No matter how hard I try, this movie has always put me to sleep. I had to watch it in sections.
George C. Scott is great as the god-fearing soldier-slapping Patton. He's gruff, tough and profane. What I found most interesting, though, was the scene where the Nazis dissected his personality, calling him a 16th century man, who would be confounded by 20th century military strategy.
"No bastard ever won a war by dying for his country. He won it by making the other poor, dumb bastard die for his country." Well, yeah.
"...Americans have never lost and will never lose a war." A fascinating quote for two reasons.
First, as Shelby Foote pointed out in Ken Burns' Civil War, "Patton's grandfather was in Lee's Army of Northern Virginia, and he certainly lost a war." I would respond to Mr. Foote, Patton's grandfather wasn't an American at the time.

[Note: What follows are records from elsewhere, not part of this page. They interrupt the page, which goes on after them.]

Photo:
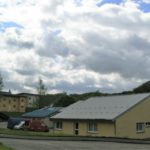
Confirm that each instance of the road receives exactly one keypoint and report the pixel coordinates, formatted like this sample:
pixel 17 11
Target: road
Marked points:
pixel 21 144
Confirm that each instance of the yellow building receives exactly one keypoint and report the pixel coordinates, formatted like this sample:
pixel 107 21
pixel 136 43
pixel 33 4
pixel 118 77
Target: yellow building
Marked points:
pixel 126 116
pixel 12 103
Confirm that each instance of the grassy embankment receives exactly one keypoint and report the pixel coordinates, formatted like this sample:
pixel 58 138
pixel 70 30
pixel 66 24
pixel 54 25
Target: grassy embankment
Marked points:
pixel 3 147
pixel 28 133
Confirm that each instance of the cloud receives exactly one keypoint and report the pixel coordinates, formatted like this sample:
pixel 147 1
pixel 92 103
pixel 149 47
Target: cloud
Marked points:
pixel 74 45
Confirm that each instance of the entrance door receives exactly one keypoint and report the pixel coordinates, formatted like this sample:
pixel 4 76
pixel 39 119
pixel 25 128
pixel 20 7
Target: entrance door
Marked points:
pixel 76 128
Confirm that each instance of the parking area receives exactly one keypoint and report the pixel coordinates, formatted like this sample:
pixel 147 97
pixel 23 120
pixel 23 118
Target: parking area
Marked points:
pixel 20 144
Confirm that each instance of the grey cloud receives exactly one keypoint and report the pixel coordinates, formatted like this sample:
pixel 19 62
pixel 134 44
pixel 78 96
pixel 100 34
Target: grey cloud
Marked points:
pixel 53 46
pixel 20 44
pixel 79 87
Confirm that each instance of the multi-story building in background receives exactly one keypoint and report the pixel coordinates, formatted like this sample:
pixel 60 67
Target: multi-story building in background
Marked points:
pixel 12 103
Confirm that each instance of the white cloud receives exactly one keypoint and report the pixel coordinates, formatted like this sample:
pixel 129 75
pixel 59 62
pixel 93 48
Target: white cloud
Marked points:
pixel 74 46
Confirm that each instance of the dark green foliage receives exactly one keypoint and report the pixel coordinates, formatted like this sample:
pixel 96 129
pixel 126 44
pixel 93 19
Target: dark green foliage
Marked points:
pixel 64 101
pixel 49 99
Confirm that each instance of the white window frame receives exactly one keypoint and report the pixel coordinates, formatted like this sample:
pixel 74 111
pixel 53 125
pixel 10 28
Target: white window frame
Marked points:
pixel 92 127
pixel 140 127
pixel 147 124
pixel 58 125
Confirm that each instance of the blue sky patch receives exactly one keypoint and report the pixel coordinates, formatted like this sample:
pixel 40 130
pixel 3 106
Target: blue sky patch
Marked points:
pixel 78 2
pixel 145 7
pixel 56 32
pixel 109 1
pixel 10 24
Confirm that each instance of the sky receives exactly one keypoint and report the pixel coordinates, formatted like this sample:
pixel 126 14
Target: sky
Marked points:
pixel 74 46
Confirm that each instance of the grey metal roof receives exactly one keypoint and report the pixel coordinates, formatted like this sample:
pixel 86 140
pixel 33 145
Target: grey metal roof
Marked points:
pixel 107 108
pixel 44 112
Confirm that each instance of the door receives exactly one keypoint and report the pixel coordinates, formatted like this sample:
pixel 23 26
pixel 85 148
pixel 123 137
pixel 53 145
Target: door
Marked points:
pixel 76 128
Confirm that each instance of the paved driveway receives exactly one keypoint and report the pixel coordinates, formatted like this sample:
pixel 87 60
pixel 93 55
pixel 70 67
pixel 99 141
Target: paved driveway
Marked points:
pixel 19 144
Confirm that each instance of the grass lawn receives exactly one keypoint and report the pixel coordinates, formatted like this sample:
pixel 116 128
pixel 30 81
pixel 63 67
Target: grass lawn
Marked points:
pixel 3 147
pixel 27 133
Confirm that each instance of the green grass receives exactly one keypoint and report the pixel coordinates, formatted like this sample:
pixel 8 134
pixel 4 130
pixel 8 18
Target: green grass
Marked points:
pixel 3 147
pixel 28 133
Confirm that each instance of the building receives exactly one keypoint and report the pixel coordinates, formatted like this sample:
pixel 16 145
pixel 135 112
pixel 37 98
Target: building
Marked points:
pixel 32 99
pixel 43 114
pixel 125 116
pixel 12 103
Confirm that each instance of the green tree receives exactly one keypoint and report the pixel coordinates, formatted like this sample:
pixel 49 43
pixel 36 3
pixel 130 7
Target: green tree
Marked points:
pixel 1 83
pixel 64 101
pixel 41 89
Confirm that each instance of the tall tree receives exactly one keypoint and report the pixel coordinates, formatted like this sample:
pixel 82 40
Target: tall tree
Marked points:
pixel 41 89
pixel 1 83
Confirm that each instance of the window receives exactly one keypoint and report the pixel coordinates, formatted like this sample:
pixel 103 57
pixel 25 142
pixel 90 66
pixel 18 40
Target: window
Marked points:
pixel 92 127
pixel 58 125
pixel 147 124
pixel 140 127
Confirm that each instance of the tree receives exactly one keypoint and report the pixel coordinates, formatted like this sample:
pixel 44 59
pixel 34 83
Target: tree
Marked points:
pixel 41 89
pixel 64 101
pixel 1 83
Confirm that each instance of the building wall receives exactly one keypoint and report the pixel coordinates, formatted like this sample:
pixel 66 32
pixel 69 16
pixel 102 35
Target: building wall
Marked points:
pixel 13 104
pixel 104 128
pixel 32 101
pixel 126 124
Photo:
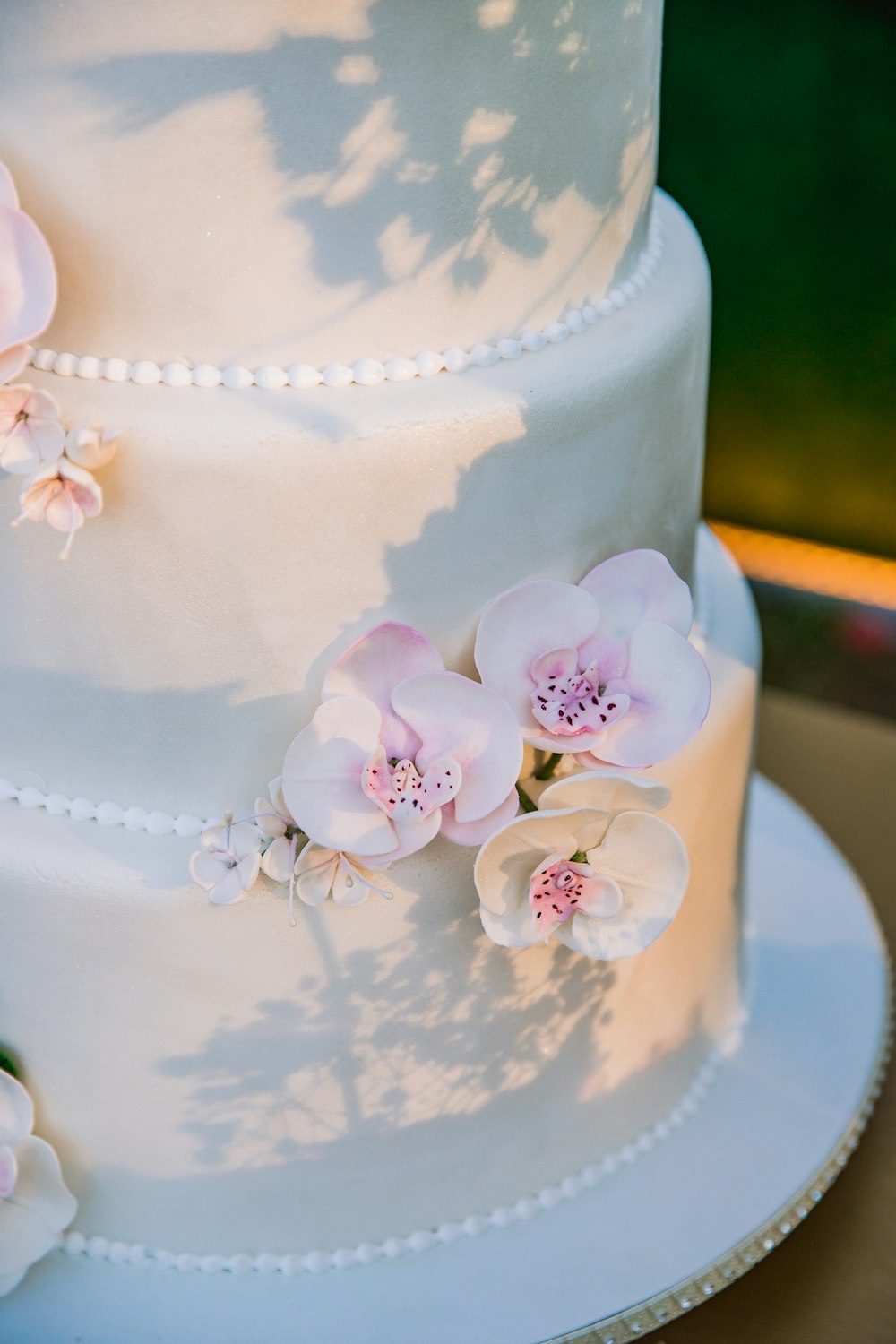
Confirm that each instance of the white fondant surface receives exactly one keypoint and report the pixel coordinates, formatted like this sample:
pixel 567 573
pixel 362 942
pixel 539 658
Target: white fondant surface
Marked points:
pixel 266 183
pixel 247 538
pixel 745 1169
pixel 228 1082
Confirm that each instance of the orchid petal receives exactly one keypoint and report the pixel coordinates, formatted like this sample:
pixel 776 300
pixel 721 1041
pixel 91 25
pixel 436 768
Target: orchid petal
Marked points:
pixel 520 626
pixel 374 666
pixel 669 687
pixel 608 790
pixel 16 1112
pixel 323 776
pixel 477 832
pixel 505 863
pixel 470 723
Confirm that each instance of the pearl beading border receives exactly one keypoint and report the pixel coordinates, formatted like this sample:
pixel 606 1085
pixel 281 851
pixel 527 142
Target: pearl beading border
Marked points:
pixel 365 373
pixel 367 1253
pixel 107 814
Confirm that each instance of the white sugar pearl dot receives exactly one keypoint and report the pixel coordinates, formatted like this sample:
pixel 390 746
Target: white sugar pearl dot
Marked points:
pixel 31 798
pixel 117 370
pixel 344 1258
pixel 533 340
pixel 556 332
pixel 238 378
pixel 271 378
pixel 421 1241
pixel 368 371
pixel 239 1263
pixel 509 349
pixel 484 355
pixel 177 375
pixel 304 375
pixel 89 366
pixel 212 1263
pixel 206 375
pixel 429 362
pixel 110 814
pixel 145 373
pixel 317 1262
pixel 455 359
pixel 160 824
pixel 401 370
pixel 338 375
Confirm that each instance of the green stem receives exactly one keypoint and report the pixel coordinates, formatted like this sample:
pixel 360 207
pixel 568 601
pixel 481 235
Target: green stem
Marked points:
pixel 549 766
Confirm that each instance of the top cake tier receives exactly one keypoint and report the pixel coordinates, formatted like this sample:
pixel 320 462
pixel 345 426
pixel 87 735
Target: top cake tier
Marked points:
pixel 328 180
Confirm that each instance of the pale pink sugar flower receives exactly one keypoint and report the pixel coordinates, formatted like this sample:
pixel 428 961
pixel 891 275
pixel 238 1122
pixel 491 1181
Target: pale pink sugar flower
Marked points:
pixel 64 496
pixel 30 430
pixel 602 669
pixel 228 862
pixel 400 750
pixel 27 281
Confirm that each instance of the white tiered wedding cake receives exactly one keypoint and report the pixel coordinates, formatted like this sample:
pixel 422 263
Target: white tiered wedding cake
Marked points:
pixel 398 346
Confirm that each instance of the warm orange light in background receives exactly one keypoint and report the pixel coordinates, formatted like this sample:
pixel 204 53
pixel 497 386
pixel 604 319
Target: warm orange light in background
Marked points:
pixel 812 567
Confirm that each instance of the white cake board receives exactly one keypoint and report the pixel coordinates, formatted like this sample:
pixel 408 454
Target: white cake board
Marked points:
pixel 685 1219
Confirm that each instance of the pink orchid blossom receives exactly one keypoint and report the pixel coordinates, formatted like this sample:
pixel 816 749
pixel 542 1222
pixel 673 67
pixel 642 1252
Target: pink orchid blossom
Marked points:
pixel 602 669
pixel 400 750
pixel 30 430
pixel 62 495
pixel 27 281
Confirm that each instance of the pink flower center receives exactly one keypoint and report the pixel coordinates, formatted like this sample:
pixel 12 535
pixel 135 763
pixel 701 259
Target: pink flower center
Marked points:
pixel 573 703
pixel 406 795
pixel 8 1171
pixel 555 892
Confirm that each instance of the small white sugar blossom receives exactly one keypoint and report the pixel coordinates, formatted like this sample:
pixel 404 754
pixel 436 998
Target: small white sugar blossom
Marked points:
pixel 228 862
pixel 35 1206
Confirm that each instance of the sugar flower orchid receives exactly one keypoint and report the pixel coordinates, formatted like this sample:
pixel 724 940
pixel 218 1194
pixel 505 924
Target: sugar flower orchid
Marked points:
pixel 228 862
pixel 62 495
pixel 323 873
pixel 400 750
pixel 35 1206
pixel 31 435
pixel 602 669
pixel 27 280
pixel 592 867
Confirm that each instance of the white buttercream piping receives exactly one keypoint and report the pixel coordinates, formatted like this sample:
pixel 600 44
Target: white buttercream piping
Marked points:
pixel 365 373
pixel 367 1253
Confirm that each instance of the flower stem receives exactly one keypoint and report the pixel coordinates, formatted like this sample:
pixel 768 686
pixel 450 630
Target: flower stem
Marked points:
pixel 546 771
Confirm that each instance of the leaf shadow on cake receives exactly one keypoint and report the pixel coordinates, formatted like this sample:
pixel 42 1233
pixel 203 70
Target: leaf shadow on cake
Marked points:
pixel 402 163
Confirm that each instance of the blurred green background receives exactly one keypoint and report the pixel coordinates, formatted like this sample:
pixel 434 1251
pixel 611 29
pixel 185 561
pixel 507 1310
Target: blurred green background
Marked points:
pixel 780 139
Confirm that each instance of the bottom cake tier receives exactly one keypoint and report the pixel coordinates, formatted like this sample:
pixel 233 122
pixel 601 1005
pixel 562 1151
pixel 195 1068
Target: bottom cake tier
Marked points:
pixel 218 1081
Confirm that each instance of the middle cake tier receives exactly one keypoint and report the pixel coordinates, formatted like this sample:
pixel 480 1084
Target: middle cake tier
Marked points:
pixel 247 538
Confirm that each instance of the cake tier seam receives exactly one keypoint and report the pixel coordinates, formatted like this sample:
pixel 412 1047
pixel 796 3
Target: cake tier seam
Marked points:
pixel 366 371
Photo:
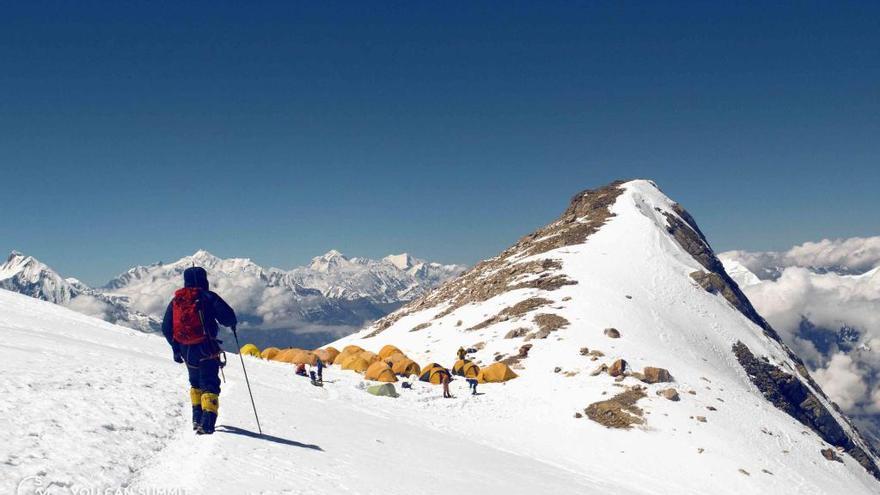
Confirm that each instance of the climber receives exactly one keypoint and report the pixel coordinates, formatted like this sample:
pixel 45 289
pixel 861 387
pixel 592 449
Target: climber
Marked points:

But the second point is the time period in which this movie was released. 1970, America was at war in Vietnam, and things weren't looking all that great. Patton, standing erect and beribboned before an enormous American flag, speaking confidently of inevitable victory was as much as message to the country as to the soldiers sitting in the audience. In fact, we never see those soldiers, we are those soldiers.
Chaplain: "I don't imagine you have time to read the Bible, do you?"
Patton: "Yes I do. Every goddamn day."
"Rommel, you magnificent bastard, I read your book!"
It's an interesting character study with good cinemetography.